1. A laser scanning apparatus, comprising:

a laser light source;

a rotary polygon mirror for deflecting a laser beam emitted from the laser light source for scanning;

an imaging optical system for focusing the laser beam deflected by the rotary polygon mirror into an image;

a containing member for containing the rotary polygon mirror and the imaging optical system;

a first conductive cover member for closing a first opening portion of the containing member;

a second conductive cover member for closing a second opening portion of the containing member; and

a conductive connection member for electrically connecting between the first conductive cover member and the second conductive cover member.

2. A laser scanning apparatus according to claim 1, wherein the first conductive cover member covers an upper surface of the containing member and the second conductive cover member covers a lower surface of the containing member.

3. A laser scanning apparatus according to claim 1, comprising a plurality of conductive connection members, wherein a distance between the conductive connection members is set not to equal lengths of λ/2, λ/4, and λ/8 where λ represents a wavelength of a target radiation noise.

4. A laser scanning apparatus according to claim 1, wherein the conductive connection member has a mounting part for mounting the laser scanning apparatus to an apparatus in which the laser scanning apparatus is used.

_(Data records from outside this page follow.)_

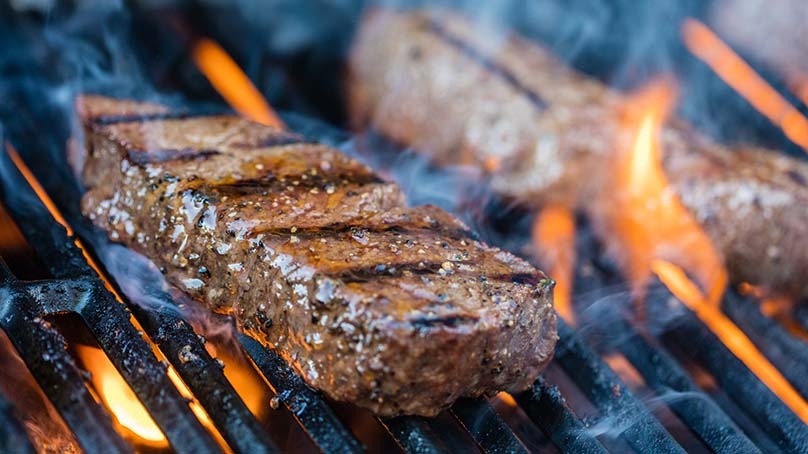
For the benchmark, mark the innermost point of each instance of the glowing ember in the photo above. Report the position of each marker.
(231, 82)
(707, 46)
(118, 397)
(675, 279)
(642, 218)
(120, 393)
(554, 241)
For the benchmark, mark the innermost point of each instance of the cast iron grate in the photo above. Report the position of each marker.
(76, 288)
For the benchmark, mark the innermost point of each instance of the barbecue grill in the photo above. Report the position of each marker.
(659, 381)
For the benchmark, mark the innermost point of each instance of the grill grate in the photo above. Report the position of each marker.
(765, 421)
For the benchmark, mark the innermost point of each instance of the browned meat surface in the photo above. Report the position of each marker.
(396, 309)
(465, 94)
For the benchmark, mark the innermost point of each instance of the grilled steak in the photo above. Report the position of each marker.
(438, 83)
(399, 310)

5. A laser scanning apparatus according to claim 1, wherein the conductive connection member has a metal pole.

6. A laser scanning apparatus according to claim 5, wherein the metal pole is inserted through the containing member.

7. A laser scanning apparatus according to claim 1, wherein the laser scanning apparatus is used for an image forming apparatus having a photosensitive member and adapted to scan the photosensitive member with a laser beam according to image information to form a latent image on the photosensitive member.